This guest post comes from Zach Brand, Sr. Director of Technology at NPR. Zach is responsible for technical strategy and operation for NPR’s Digital Media efforts including the NPR API, npr.org, and mobile apps, and is a contributor to the inside NPR.org blog.
NPR launched our API in July 2008. This API was the technology keystone of our strategy at NPR to solve crossmedia challenges by ensuring content could be ported to any presentation layer (websites, mobile apps etc). While the API has been a huge success, the code architecture behind the API was built on some inaccurate assumptions. NPR has recently finished refactoring the code behind API and we have already seen a significant improvement in performance and are better positioned for future growth of the API.

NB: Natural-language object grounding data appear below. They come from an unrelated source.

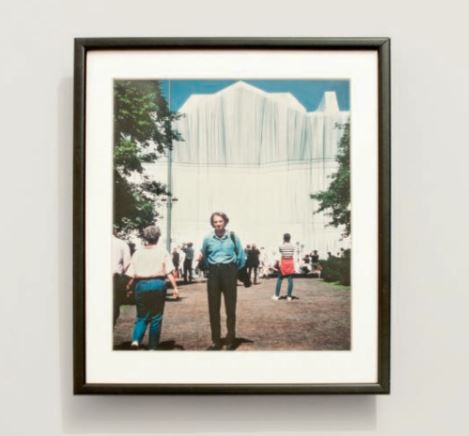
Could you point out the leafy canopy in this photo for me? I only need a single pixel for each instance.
(142, 133)
(335, 201)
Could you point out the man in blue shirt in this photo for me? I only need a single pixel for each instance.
(223, 256)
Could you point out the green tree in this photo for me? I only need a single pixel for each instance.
(335, 201)
(142, 133)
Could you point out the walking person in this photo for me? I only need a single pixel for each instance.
(188, 258)
(286, 267)
(120, 261)
(253, 262)
(176, 259)
(149, 268)
(223, 256)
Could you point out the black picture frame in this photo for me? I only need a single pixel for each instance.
(382, 47)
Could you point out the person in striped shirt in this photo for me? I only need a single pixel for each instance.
(286, 267)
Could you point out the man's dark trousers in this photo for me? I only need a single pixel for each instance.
(222, 279)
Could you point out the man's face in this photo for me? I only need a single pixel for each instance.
(218, 223)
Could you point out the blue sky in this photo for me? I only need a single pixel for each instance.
(308, 92)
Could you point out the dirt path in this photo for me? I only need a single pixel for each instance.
(318, 318)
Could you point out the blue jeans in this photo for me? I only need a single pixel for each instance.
(150, 298)
(279, 284)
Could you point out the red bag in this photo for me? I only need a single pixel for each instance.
(287, 266)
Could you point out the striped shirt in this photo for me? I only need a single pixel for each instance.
(287, 249)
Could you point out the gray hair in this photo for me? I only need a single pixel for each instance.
(151, 234)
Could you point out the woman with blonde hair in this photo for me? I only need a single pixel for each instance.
(149, 268)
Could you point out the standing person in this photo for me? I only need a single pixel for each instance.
(253, 262)
(286, 267)
(189, 257)
(176, 259)
(120, 263)
(149, 268)
(223, 255)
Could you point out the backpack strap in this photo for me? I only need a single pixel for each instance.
(234, 243)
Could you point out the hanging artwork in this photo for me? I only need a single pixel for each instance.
(232, 214)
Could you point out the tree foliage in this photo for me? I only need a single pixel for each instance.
(142, 133)
(335, 201)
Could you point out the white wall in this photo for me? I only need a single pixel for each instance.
(430, 301)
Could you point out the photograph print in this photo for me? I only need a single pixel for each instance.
(231, 215)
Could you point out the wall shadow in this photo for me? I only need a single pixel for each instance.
(174, 414)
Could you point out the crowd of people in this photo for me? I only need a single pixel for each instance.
(222, 260)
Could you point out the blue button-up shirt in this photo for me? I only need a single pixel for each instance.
(220, 249)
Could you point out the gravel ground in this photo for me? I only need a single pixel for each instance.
(318, 318)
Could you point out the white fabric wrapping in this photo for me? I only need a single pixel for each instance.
(258, 157)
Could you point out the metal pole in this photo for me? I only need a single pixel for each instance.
(170, 182)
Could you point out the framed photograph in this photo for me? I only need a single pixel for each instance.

Assumption in our Architecture
API’s are a quick path to having flexible content that embraces the idea of COPE that has been discussed here before. Building API’s allows content producers to be much more nimble in deploying the content to multiple platforms. Having an API has allowed us at NPR.org to be highly efficient at building new platforms such as iPhone, Android, iPad and Chrome app because we only have to build the presentation logic – the ‘data’ is already ready to go. In fact in one 12 month period subsequent to the API we doubled our online audience with the launch 11 major products including a website redesign; all done with limited dev resources. Truly one of the biggest benefits of flexible content is the ability for your development team to be very efficient and nimble.

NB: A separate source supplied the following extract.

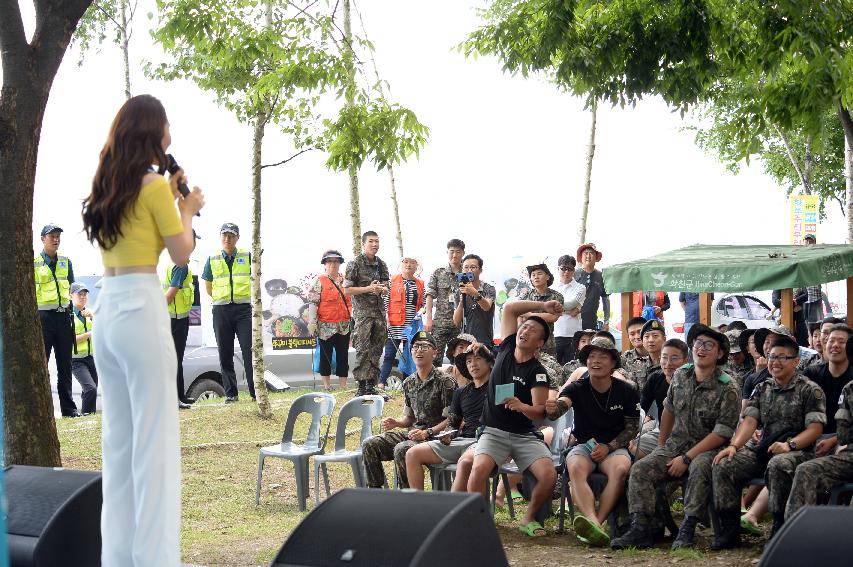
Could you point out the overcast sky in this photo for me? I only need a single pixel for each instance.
(503, 169)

In an interesting bit of ironic learning – the actual architecture underneath the NPR API turned out to be somewhat inflexible. So while the API supports nimble change of our other products, making changes to the API itself was rather difficult.
There were two very reasonable assumptions we made early on that significantly contributed to the rigidness of our API codebase. They were:
Assumption 1) That a serial progression of data from receiving the request to providing the results was best. This process was very straightforward and seemed the simplest approach. With this architecture –as shown in the diagram below– we receive a request, parse request, find list of matching stories, gather XML for stories, transform based on content/right exclusions, transform to desired output, provide response.
Assumption 2) That it would be easiest to just use XML throughout the entire API architecture. Our API starts with a NO-SQL like XML repository that closely resembled the data schema in our database. We then used this XML throughout the entire process, creating a super XML document out of individual story XML from the repository and then doing selections with XPath and only transforming the XML in the end as necessary to the appropriate output.
So what was wrong?
First, some API queries are not easily done in a serial process. In a given query we may discover late in the serial process that we’ve filtered all the results ‘in hand’ and need to start our selection of raw data over, or alternatively it may be that it would be preferably to transformed data upstream based on output type.
Second it turns out that while the XML storage of data has been great for high-performance retrieval of data, XPATH is cumbersome to use for giant collections of data. Navigating the namespace in XPATH turned out to be very difficult if we nested too many documents. Further if we wanted to add or change a tag in the XML in our repository, we now had significant overhead ensuring that our pre-existing XPATH queries wouldn’t break. Finally we ran the risk of breaking XPATH queries downstream if we stripped superfluous data (ie. Data that wasn’t requested). All of this meant that we had a steep learning curve for new developers and increased likelihood of mistakes.
So while the original architecture was smart based on what we knew, in order to address the above, and other concerns we refactored the core API code. The new code has a number of improvements including parallel access to the data with easier handling of the data objects themselves. Since our API codebase is in PHP we simply convert the XML data to PHP data objects for easier manipulation. We have a controller class that oversees all processing of the data. So while the old architecture looked like this:
The new architecture looks like this:
We did not modify the data entry, the normalized data, flattened data or output layers. The API layer however, has radically changed. Instead of a linear XML based process, it is now an asynchronous process using PHP data objects.
Where the code to ensure correct XPATH selection use to have span several classes and was constantly being tweaked to ensure accurate results, the current equivalent is just 7 lines of code.
The process in this new architecture still has many of the same steps as the old architecture. But critically they can run in parallel and have been made into more discreet functions. As shown in the simplified diagram above processes include: Request – convert the request as provided by the user to a quer(ies) to be run. Pass the XML objects to a Model class that creates the data objects. Concurrently, as objects become available run the Model Rules to select fields as requested, filter based on access rights, and denormalize data where applicable. Additionally as objects are available start mapping and filtering to desired output type using Elements and Document classes that build tags and the resulting page respectively.
Development is now much faster on the API, and we can much more easily get new developers up to speed on the code. Ensuring accurate results in the API is also much more straightforward. There were other benefits as well. The new code is more efficient with the average API response now 22% faster. Further we have provided cleaner separation of output types and made it easier to accommodate more complex rights-handling rules. As use of our API is doubling approximately every six months, and new feature requirements seemingly come in every week, these changes have been critical for our long term support and operation of the NPR API.